Your Candy Wrappers are Listening

Visual microphone reconstructs nearby sound from silent videos of ordinary objects

3 min read
Your Candy Wrappers are Listening
MIT's visual microphone system can reconstruct sound from silent video of candy wrappers, potted plants, and more.
Image: MIT

“I had to double check I wasn’t playing the wrong audio file.”

The first time Abe Davis coaxed intelligible speech from a silent video of a bag of crab chips (an impassioned recitation of “Mary Had a Little Lamb”) he could hardly believe it was possible. Davis is a Ph.D. candidate at MIT, and his group’s image processing algorithm can turn everyday objects into visual microphones—deciphering the tiny vibrations they undergo as captured on video. 

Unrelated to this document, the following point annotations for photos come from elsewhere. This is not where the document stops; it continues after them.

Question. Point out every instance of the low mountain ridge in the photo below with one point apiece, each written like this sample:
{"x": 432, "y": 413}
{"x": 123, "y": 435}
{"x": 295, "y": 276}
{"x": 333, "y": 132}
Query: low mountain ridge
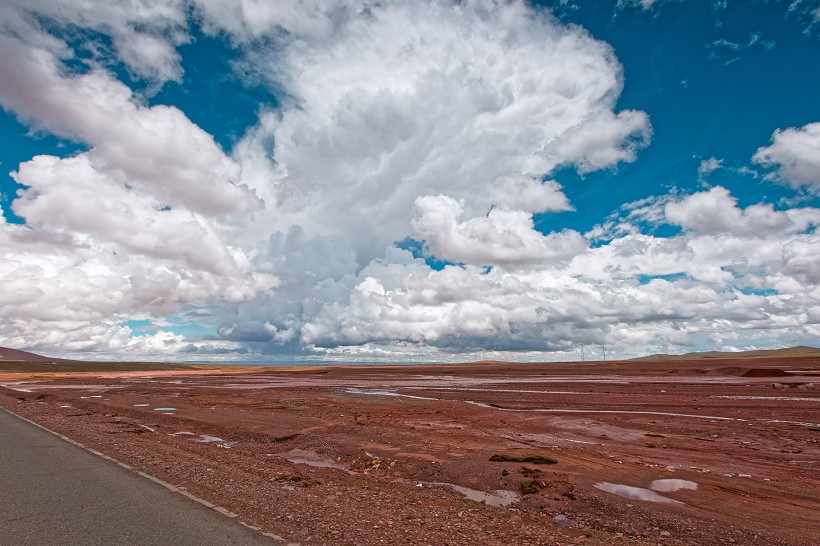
{"x": 787, "y": 352}
{"x": 7, "y": 354}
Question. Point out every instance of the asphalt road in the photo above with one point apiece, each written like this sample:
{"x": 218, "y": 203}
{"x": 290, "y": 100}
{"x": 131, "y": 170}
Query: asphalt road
{"x": 53, "y": 492}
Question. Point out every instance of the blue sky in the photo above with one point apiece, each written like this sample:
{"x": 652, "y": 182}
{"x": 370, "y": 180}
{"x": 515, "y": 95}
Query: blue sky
{"x": 363, "y": 181}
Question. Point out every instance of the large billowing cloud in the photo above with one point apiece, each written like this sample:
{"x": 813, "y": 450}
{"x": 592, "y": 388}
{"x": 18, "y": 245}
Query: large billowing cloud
{"x": 436, "y": 125}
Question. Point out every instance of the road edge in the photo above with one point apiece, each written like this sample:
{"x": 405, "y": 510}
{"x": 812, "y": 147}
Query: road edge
{"x": 224, "y": 512}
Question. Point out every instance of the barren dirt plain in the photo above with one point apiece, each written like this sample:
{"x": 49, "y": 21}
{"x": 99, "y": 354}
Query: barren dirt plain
{"x": 699, "y": 452}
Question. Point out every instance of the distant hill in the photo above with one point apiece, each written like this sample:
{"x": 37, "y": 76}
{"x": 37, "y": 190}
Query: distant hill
{"x": 7, "y": 354}
{"x": 788, "y": 352}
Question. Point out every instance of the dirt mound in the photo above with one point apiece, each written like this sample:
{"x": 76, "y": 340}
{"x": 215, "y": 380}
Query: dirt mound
{"x": 765, "y": 372}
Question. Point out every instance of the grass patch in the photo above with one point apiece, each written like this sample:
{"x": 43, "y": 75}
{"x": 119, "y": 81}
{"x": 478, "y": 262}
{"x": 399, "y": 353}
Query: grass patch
{"x": 529, "y": 458}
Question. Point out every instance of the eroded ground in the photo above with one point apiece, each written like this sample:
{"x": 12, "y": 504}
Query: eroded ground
{"x": 714, "y": 452}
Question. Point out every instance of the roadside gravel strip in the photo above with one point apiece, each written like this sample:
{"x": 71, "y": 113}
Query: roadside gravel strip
{"x": 53, "y": 490}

The research, which will be presented at the computer graphics conference SIGGRAPH 2014 next week, builds on work from MIT’s Computer Science and Artificial Intelligence Laboratory to capture movement on video much smaller than a single pixel. By seeing how border pixels on an object fluctuated in color, the group’s algorithm can measure and calculate the object's minuscule movements (and even magnify a wine glass’s oscillations when a tone is played or visually reveal a heartbeat under the skin).

“It was clear for us quickly that there’s a strong relation between sound and visual motion,” says Michael Rubinstein, a postdoc at Microsoft Research who worked on this and the earlier CSAIL research. “We had this crazy idea: can we actually use videos to recover sound?”

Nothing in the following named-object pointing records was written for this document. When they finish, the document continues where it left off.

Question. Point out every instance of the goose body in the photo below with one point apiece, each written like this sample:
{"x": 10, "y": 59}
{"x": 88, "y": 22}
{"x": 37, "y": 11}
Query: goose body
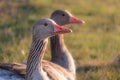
{"x": 37, "y": 69}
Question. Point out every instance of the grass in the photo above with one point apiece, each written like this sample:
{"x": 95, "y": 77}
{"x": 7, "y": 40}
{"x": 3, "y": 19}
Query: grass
{"x": 94, "y": 45}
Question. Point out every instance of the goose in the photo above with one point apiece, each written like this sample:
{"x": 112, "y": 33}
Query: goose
{"x": 42, "y": 30}
{"x": 59, "y": 52}
{"x": 37, "y": 69}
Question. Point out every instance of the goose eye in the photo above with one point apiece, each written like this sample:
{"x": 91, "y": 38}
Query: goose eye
{"x": 45, "y": 24}
{"x": 63, "y": 14}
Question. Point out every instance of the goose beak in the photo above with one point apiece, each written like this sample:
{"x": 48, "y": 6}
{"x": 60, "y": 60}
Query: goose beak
{"x": 74, "y": 19}
{"x": 59, "y": 29}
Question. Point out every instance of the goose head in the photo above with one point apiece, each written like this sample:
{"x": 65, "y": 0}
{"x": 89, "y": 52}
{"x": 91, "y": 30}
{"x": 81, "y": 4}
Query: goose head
{"x": 63, "y": 17}
{"x": 44, "y": 28}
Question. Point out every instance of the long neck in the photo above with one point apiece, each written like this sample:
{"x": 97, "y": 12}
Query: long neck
{"x": 60, "y": 54}
{"x": 35, "y": 57}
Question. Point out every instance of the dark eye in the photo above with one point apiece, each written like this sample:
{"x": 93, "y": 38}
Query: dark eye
{"x": 45, "y": 24}
{"x": 63, "y": 14}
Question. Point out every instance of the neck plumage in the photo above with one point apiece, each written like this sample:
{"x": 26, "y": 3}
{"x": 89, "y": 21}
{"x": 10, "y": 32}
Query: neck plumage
{"x": 34, "y": 62}
{"x": 60, "y": 54}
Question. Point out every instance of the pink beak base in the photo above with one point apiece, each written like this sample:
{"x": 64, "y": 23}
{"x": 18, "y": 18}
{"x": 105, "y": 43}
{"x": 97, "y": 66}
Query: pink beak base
{"x": 59, "y": 29}
{"x": 75, "y": 20}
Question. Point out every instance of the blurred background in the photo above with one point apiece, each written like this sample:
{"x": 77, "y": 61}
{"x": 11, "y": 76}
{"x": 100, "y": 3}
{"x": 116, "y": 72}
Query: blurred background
{"x": 94, "y": 45}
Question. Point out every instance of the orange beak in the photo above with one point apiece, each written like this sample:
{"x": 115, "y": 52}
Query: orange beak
{"x": 59, "y": 29}
{"x": 74, "y": 19}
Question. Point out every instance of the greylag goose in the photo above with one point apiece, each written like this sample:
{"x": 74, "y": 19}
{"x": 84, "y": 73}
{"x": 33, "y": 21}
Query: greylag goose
{"x": 59, "y": 52}
{"x": 62, "y": 56}
{"x": 43, "y": 29}
{"x": 44, "y": 70}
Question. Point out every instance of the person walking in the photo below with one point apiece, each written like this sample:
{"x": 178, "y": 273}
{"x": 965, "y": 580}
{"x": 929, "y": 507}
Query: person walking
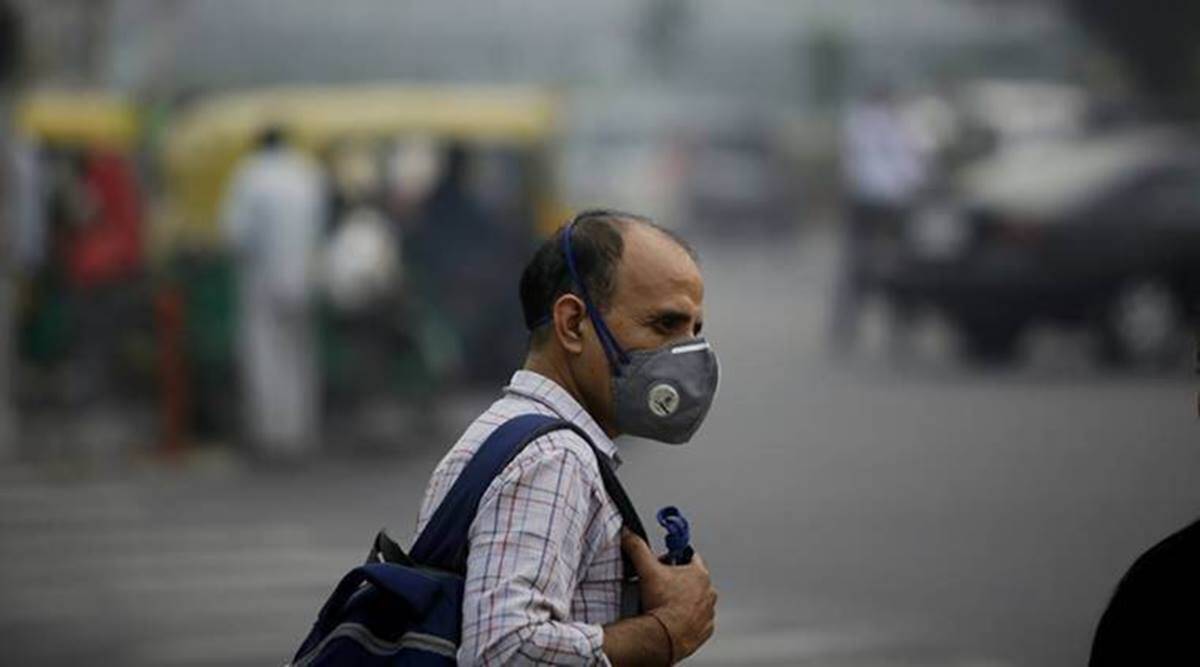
{"x": 274, "y": 218}
{"x": 615, "y": 307}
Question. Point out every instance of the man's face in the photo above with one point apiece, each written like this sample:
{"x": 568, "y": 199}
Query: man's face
{"x": 658, "y": 300}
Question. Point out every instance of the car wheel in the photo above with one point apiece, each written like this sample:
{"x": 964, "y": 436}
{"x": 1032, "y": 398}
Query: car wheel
{"x": 1141, "y": 324}
{"x": 991, "y": 343}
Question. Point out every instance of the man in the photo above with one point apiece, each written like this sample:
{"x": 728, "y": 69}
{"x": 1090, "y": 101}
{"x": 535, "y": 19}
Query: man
{"x": 605, "y": 299}
{"x": 273, "y": 218}
{"x": 1152, "y": 616}
{"x": 885, "y": 170}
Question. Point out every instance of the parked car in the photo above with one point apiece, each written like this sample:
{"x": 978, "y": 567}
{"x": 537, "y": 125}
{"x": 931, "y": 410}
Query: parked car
{"x": 1102, "y": 233}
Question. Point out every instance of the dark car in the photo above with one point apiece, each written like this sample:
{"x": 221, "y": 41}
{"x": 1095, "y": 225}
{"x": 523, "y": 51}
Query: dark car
{"x": 1098, "y": 233}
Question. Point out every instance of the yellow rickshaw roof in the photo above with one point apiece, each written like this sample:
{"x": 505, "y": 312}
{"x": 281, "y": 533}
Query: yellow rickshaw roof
{"x": 79, "y": 118}
{"x": 317, "y": 115}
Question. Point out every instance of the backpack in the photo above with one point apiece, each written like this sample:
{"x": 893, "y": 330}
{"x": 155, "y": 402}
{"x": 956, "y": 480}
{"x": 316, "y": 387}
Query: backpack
{"x": 406, "y": 610}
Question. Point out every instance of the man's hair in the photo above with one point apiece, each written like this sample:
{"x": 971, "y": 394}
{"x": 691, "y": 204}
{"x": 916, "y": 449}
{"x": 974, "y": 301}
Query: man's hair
{"x": 598, "y": 245}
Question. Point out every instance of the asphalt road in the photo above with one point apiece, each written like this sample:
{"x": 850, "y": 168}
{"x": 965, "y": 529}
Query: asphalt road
{"x": 855, "y": 512}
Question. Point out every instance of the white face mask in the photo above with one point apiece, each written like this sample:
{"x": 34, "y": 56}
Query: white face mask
{"x": 661, "y": 394}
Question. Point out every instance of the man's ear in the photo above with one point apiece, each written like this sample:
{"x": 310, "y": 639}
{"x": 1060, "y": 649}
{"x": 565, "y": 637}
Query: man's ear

The first speech recovered from the chip bag can be played below. (Future recordings were much clearer, but probably less funny.)

 

 

According to Davis, previous ways to recover sound remotely require more than just a video camera. By shining a laser on a vibrating object and measuring how the light scatters or how its phase changes, other researchers have been able to pull out detailed data about the sound.

The team’s processing algorithm lets them take a new tack: a completely passive recovery of the sound. By recording objects’ movements on high-frame-rate video, in ambient lighting—no laser needed—they are able to translate the vibrations caused by speech and music back to sound waves, with only a little bit of noise.

The group found that a number of factors affected how well the sound could be captured: for instance, low-frequency sounds were easier than high-frequency, which needed a faster frame rate, and smaller movements required a stronger zoom to catch. Low frame-rate footage from an ordinary digital camera posed a particular challenge because less signal could get through. But because of the way a “rolling-shutter” camera processes inputs, it could be made to exceed its frame rate and gather enough details to recover comprehensible sounds.  

And then there were the test items themselves: “We asked ourselves what objects are going to be good visual microphones,” says Rubinstein. “It turns out those are objects like paper bags, chip bags, and aluminum foil that are very light and kind of rigid.” On those types of objects, the vibrations move the entire object, so there is less noise to filter out.

The group tested an eclectic selection of materials, including a bag of chips (excellent), a soda can (surprisingly mediocre), and a potted plant (average). They were even able to recreate music playing using footage of the vibrating ear buds. The best material of all was the thin foil wrapper on a Lindt chocolate bar Davis had been snacking on.

The worst was a brick, which they intended to use for measuring experimental error. Even that “did better than we expected it to do,” says Davis.

The researchers are learning how to predict how well any given microphone and camera setup will work, and are even looking into analyzing “found” footage—although the compression algorithms most video goes through eliminate the slight variations they need to analyze. The technique could be helpful anywhere sound can’t carry, or even to identify the composition of the objects themselves, and they plan to release the code behind it on the project’s website.

“Most people, their mind immediately goes to espionage and spying,” says Davis. “But I think that probably the most important applications of this are yet to be found. We just discovered the signal is there, and now we can start asking what to do with it.”

“What we’re doing pushes the boundary of what you can do with just cameras,” adds Rubinstein.